Debugging

Sooner or later, there will be a point during development where debugging is essential. Since tfaip uses Tensorflow 2 which allows for eager execution, debugging is drastically simplified as each computation of the graph can be manually traced by a debugger. Unfortunately, there are some rare circumstances that lead to code that runs in eager but not in graph mode. Usually, the reason is that operations are used that are only allowed in eager-mode.

This file shows how to efficiently debug the data-pipeline, the model, its graph, loss, and metrics, and how to profile using the Tensorboard which helps to detect bottlenecks.

Data-Pipeline

Debugging of the data-pipeline is usually the first step since this helps to verify the data integrity. While tf.data.Datasets can not be debugged easily, the tfaip pipeline based on DataProcessors can easily be debugged.

Do the following:

  • Set up a data-test for your scenario and Data class

  • Disable all multiprocessing (setting run_parallel=False in the pre_proc and post_proc parameters of the DataParams).

  • Create a DataPipeline.

  • Enter the DataPipeline to obtain a RunningDataPipeline

  • Call generate_input_samples which will return a Generator of samples which are the un-batched input of the tf.data.Dataset.

  • Optionally call input_dataset().as_numpy_iterator() to access the outputs of the tf.data.Dataset. Note that this makes debugging of the pipeline impossible this tf.data.Dataset is accessed. Use this only if you want to verify the batched and padded outputs of the dataset not to debug the data-pipeline itself.

Here is an example for the Tutorial:

class TestTutorialData(unittest.TestCase):
    def test_data_loading(self):
        trainer_params = TutorialScenario.default_trainer_params()
        data = TutorialData(trainer_params.scenario.data)
        with trainer_params.gen.train_data(data) as rd:
            for sample in rd.generate_input_samples(auto_repeat=False):
                print(sample)  # un-batched, but can be debugged

            # or
            for sample in rd.input_dataset(auto_repeat=False).as_numpy_iterator():
                print(sample)  # batched and prepared (inputs, targets) tuple, that can not be debugged. Use prints.

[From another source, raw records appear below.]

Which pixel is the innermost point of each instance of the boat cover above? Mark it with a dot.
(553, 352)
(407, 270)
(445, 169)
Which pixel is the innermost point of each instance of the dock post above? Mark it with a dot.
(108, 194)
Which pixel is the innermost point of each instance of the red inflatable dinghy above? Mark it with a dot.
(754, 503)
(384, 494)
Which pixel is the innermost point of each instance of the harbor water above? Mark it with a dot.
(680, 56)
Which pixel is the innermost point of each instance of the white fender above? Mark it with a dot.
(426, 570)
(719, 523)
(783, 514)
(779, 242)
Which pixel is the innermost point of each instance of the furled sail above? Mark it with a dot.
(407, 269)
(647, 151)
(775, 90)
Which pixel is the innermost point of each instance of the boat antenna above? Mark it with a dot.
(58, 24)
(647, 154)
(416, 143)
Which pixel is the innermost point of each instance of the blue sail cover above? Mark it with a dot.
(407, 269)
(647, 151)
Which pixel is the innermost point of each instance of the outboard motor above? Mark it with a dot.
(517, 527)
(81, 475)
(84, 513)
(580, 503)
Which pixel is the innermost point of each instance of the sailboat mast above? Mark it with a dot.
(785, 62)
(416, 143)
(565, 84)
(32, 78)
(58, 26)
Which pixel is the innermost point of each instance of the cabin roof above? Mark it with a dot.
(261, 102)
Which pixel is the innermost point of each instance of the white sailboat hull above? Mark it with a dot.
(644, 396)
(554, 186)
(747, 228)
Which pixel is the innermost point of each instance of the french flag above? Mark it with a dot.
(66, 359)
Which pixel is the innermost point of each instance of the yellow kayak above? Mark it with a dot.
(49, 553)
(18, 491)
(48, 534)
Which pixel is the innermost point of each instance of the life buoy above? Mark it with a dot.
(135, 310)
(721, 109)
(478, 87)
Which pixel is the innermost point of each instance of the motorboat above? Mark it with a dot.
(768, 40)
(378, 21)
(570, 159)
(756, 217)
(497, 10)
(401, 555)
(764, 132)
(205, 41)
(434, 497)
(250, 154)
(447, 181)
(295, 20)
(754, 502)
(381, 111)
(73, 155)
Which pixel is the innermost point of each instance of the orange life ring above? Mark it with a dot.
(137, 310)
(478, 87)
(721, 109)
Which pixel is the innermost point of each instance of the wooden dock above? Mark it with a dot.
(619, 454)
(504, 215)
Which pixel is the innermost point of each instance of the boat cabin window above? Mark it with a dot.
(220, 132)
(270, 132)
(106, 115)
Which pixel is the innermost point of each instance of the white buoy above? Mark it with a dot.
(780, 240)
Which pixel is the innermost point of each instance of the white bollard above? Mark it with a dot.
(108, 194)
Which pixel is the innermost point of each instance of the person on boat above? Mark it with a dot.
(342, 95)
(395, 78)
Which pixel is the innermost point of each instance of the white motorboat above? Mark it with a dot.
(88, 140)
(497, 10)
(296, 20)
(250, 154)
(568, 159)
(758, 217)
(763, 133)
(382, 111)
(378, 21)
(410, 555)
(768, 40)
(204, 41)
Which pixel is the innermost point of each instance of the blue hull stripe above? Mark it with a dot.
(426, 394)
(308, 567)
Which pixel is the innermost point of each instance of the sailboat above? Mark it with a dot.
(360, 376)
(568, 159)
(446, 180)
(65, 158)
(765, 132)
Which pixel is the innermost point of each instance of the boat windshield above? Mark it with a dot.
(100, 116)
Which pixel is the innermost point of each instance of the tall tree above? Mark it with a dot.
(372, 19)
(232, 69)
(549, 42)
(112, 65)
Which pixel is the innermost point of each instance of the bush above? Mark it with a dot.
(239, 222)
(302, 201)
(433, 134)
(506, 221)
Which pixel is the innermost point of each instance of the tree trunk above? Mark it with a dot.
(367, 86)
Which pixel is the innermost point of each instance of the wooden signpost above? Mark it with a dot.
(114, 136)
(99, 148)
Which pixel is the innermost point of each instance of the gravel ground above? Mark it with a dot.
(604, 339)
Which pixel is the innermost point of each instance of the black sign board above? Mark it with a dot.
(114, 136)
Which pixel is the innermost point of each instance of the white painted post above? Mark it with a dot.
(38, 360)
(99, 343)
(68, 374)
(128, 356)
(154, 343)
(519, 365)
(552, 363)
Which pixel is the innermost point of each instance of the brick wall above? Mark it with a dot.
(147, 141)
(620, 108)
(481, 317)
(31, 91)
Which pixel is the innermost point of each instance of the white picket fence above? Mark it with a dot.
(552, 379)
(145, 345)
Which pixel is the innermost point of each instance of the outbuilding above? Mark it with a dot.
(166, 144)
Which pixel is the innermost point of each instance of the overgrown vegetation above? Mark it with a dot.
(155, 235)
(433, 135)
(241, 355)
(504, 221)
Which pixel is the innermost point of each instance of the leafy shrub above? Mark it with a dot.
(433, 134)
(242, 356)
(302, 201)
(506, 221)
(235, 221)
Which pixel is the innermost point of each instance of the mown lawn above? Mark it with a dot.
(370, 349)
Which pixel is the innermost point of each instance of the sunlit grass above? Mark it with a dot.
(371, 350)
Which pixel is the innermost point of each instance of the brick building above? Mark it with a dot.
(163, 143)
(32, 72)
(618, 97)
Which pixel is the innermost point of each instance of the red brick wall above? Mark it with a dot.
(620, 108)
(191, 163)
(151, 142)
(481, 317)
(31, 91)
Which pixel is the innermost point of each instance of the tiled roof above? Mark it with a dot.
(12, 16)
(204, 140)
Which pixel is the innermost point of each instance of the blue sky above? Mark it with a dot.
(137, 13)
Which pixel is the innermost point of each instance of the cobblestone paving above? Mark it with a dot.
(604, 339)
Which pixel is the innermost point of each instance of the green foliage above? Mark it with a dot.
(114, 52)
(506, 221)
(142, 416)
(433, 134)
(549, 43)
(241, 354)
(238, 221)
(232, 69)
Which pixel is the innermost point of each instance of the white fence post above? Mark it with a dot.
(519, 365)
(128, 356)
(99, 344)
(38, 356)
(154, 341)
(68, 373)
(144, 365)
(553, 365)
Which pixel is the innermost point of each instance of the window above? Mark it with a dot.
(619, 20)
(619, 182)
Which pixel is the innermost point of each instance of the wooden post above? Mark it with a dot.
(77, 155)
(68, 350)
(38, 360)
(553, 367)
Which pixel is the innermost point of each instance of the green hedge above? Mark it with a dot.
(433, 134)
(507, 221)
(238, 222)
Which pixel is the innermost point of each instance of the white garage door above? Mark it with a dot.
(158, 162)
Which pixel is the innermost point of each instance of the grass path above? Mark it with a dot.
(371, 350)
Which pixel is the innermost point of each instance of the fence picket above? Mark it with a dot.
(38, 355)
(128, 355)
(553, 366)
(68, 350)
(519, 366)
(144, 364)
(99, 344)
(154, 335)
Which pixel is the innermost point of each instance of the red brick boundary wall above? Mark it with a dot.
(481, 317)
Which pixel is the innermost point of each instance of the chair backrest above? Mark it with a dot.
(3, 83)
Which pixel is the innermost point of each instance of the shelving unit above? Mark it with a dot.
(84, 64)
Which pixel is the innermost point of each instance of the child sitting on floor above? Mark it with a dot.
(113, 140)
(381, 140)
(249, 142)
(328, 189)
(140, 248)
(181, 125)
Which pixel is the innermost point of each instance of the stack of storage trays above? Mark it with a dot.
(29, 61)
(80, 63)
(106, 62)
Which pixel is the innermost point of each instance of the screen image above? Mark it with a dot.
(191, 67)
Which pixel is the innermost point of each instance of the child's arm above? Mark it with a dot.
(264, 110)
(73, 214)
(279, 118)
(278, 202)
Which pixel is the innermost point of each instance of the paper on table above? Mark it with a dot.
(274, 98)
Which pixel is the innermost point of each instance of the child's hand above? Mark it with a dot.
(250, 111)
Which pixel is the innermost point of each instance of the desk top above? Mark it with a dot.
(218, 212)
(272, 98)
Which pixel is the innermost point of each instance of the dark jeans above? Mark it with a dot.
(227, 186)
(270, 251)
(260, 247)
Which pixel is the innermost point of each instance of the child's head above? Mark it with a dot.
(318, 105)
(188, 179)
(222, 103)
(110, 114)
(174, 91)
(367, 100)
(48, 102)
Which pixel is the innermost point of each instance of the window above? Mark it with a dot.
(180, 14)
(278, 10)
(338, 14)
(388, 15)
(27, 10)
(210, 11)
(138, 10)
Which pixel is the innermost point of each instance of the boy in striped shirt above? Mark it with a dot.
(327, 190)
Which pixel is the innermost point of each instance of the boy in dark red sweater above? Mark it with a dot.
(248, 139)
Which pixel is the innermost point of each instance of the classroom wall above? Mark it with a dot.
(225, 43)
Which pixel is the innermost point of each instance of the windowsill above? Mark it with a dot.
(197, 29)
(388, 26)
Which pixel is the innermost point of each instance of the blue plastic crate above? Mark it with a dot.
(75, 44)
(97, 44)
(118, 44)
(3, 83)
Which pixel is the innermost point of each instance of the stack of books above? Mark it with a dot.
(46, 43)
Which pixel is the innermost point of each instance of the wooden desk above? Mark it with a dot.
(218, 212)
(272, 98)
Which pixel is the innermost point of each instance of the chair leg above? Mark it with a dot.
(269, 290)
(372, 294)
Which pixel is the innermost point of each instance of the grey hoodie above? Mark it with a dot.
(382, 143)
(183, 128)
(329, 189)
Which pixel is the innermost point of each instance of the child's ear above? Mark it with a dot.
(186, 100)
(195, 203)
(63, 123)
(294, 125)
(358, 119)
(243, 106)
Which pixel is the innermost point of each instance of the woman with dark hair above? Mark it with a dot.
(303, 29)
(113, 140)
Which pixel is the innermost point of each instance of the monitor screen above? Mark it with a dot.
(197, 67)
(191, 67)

Note that generate_input_samples() will run infinitely for the train_data which is why auto_repeat=False is set to only generate an epoch of data.

Model

To allow for debugging of the model, enable the eager mode (pass --trainer.force_eager True during training, or --lav.run_eagerly True during LAV)). Now, the full computations of the graph can be followed.

Graph

During training, additionally pass --scenario.debug_graph_construction. This will once evaluate the (prediction) graph and compute the loss and metrics on real data. It is recommended to use this flag if any error occurs in the graph during construction.

Loss

If the eager mode is enabled, debugging into the loss (usually the function of the Lambda layer) is possible. Use this to verify the loss computation. Note however, that keras losses can not be debugged.

Metric

Unfortunately, keras metrics can never be debugged. Prints and logging are the mean of choice in this case. Extended metrics can however be debugged similar to the extended loss. Naturally, metrics defined in the Evaluator can always be debugged since they run in pure Python.

Profiling

Profiling is useful to detect bottlenecks in a scenario that slow down training. Pass the --trainer.profile True flag to write the full profile of the training (graph mode required) to the Tensorboard. Also have a look at the official documentation.

Optimizing the input pipeline

In many cases, the input pipeline to too slow to generate samples for the model. However, there are several parameters for tweaking:

  • First, enable parallel processing of the pipeline by setting run_parallel to True.

  • Increase the number of threads for the pipeline --train.num_processes 16.

  • Change the default behaviour for prefetching --train.prefech 128.

  • Verify that the size of a sample is as small as possible. Python required to pickle the data for parallelization which can drastically slow down the queue-speed. We observed crucial problems if the input data size is in the order of more than 50 MB. Consider changing the data type (e.g. uint8 instead of int32)

Optimizing the model

The standard way to increase the throughput of a model is to increase its batch size if the memory of a GPU is not exceeded: --train.batch_size 32.